Should the velocity and ruthless bite on his sinker return, Sanchez should be able to better leverage the change-up he incorporated to strong early returns last season, too.

The pitch was a relative non-factor for him before 2018, but opponents batted just .217 against it and missed it entirely 17.10 per cent of the time, giving him the consistent complementary offering he needed.

“That’s something that’s going to be used just as it was last year,” said Sanchez. “I’m happy to see where I’m at with everything, my hand is probably the strongest it’s been ever, in a sense. I’m not going to say I’m going to use it any certain way or any certain count but I’m going to read the game and I want it to be a weapon just like my heater, just like my curveball.
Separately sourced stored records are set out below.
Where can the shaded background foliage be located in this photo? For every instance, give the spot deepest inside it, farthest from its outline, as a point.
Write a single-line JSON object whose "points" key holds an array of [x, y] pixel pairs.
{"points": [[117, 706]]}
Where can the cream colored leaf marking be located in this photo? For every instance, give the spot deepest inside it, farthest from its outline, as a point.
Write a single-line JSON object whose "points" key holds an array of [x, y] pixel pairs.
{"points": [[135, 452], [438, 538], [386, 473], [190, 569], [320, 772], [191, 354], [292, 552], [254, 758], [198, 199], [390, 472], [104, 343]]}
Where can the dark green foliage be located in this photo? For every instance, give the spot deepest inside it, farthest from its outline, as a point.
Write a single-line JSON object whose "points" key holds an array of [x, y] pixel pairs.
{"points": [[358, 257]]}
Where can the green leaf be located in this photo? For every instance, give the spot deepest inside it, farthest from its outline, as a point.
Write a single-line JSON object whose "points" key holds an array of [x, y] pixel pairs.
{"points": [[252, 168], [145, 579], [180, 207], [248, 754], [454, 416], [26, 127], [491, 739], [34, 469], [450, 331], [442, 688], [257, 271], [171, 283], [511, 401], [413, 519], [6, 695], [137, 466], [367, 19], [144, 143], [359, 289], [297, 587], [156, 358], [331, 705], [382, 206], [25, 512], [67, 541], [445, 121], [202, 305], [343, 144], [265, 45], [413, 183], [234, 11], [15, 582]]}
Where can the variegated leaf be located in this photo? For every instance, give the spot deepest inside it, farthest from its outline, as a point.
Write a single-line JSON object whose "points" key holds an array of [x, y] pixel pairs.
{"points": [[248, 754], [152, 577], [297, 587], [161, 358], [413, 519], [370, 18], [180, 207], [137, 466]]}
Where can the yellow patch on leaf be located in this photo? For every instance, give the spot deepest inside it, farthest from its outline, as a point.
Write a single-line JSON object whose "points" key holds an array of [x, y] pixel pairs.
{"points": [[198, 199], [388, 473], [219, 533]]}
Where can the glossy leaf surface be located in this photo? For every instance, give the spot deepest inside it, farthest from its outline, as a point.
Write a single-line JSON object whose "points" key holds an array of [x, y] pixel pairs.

However that plays out, the game and situations will dictate that.”

How stable the Blue Jays rotation ends up being depends in large measure on what he and Marcus Stroman can provide, although the better they pitch, the more likely they are to end up elsewhere by season’s end.

Sanchez acknowledged the turnover in the roster around him and noted the irony in a 26-year-old like himself being considered one of the veterans now, and an uncertain future lingers in the air with only two seasons of club control remaining for the rebuilding Blue Jays.

Right now, though, all that matters to him is that “I finally feel like I’m back to who I am.” And just in case he slips, he’s got the video he needs to get him back right again.